Teacher's Union Thugs
"But they are people not cattle!" He would add emphasis in proportion to the length of the conversation and the amount of beer we consumed and a near-campus drinkery.

"Yes, C. they are people.  Nobody is proposing they sell themselves to be sawn up, their fat rendered into soap and their ribs sold to upscale eateries.  At least nobody outside of Red China or North Korea.  They are people who can do things and other people need to purchase those skills.  Now, why should I purchase those skills for a price that is higher than the price an equally skilled person is willing to provide?"

"But, but, it costs a certain amount of money to live around here."
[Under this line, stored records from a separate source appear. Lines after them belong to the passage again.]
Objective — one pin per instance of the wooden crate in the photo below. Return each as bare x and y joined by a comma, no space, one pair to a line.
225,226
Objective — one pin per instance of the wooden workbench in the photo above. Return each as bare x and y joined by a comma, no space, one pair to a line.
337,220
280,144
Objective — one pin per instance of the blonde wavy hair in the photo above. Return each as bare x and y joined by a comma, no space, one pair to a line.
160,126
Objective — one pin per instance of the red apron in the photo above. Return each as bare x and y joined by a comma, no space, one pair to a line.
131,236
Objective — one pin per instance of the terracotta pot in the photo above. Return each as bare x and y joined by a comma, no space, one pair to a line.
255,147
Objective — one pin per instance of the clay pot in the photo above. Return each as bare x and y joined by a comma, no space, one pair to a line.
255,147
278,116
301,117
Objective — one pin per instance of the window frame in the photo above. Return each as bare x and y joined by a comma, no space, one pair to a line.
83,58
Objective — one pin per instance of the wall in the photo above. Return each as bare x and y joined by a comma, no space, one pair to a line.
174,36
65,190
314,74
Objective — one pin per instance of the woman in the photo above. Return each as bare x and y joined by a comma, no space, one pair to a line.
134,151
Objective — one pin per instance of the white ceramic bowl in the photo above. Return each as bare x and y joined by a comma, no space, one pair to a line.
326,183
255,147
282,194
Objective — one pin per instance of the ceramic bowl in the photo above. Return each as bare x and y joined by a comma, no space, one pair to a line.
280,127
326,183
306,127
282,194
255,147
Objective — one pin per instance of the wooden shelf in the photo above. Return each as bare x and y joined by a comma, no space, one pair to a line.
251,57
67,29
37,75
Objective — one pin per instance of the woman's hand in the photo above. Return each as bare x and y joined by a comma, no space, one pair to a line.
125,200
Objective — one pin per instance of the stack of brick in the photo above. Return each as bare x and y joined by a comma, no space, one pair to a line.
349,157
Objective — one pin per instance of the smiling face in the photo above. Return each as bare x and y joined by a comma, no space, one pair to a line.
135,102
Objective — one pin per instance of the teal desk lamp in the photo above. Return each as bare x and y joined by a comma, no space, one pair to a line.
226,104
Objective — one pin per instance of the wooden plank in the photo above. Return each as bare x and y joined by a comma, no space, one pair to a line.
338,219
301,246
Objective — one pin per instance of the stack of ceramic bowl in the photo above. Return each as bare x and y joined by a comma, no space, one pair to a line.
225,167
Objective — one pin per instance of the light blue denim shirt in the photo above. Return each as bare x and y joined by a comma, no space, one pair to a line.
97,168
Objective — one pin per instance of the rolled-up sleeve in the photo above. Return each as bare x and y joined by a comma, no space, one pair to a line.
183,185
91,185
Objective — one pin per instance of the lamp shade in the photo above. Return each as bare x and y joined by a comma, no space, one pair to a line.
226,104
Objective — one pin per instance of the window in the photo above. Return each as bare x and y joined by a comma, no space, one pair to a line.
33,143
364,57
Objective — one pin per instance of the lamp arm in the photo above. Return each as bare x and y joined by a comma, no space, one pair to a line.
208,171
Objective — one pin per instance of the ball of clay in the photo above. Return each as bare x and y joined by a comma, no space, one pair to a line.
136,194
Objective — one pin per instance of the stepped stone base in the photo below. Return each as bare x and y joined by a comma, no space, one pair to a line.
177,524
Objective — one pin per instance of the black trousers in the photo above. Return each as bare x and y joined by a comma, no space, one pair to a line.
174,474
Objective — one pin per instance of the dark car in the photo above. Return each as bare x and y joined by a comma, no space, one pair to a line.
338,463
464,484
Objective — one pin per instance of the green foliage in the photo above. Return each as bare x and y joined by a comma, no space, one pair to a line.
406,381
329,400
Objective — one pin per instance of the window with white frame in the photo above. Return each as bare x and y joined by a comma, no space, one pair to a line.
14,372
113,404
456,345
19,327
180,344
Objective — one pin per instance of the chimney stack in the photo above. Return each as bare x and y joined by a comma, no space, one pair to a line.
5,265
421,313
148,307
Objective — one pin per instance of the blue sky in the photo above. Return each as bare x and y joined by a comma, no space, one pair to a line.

"It sure does!  Now, why should I have to put my family in hardship to pay someone $20/hr. to work in the widget factory when there are a dozen more who will do the same work, at an acceptable quality level, for $2/hr?"

"But you can't live on $2/hr. around here!"

"No kidding, so if my factory is only making me $20/day with $20/hr. labor, I need to reduce a cost.  So maybe I need to automate."

"Nobody suggested $20/hr . . ."

The erotic allure of automation.
"Then fill in whatever damn number for the hourly labor rate, the whole rate, not just the number that shows up on the employee's pay stub.  The point is, I am not going to pay more for labor than I need to.  If you and your little commie buddies want to jack up wages, then I need to automate and may well need to relocate."

"Wow, it sounds like there is some actual thinking going on in that head of yours, JT.  This deserves further study."

"I thought this was your field of study and where the hell do you get off calling me a Nazi whenever we start talking about this?  There is not a Socialist bone in my body!"  I could get a little animated too, when we got into the second pitcher of beer.

I never got into that look.
"I didn't call you a Nazi."

"Today."

"Yet.  And why do you call them Socialists?"

"It is in their name and they did the same shit as the Communists."

"The Communists didn't have concentration camps."

"So you want to talk about FDR now?"

Gulags were different than concentration camps?
"Noooo, I mean real concentration camps, where they sent the Jews."

"What do you think the Gulags were?"

"Well, the Communists used unions."

"No, the Nazis reorganized unions, the Communists eliminated them.  One of the first things Castro did was completely eliminate trade unions."

"I need to look into that."

"Along with everything else besides welding, apparently."

Of course, I was wrong about a few things too, back then.  Like who created National Socialism, or wrongly thinking that Mussolini was as equally guilty as Hitler for the Holocaust.

"Captive Factory Girls 2: The Revolt"
On the other hand, it was a great time to discuss factory automation.  At the time, the Japanese labor market had simply run out of labor.  It was just before their big economic crash and crony capitalism/soft National Socialism was all the rage.  Folks like C. thought you could automate, employ everybody, and pay astronomical wages because Japan was doing it.

Milton Friedman Explains It All
Only a few little problems with that line of reasoning.  First, the Japanese protected their markets from many American products (always a no-no from the Libertarian perspective).  Second, they were selling great products all around the world, partly due to government subsidies of their crony-capitalist businesses (another big Libertarian no-no).  Just a few years later, their economy imploded.  The example to look at is the implosion that they still have not recovered from, because they continue their same bad policies.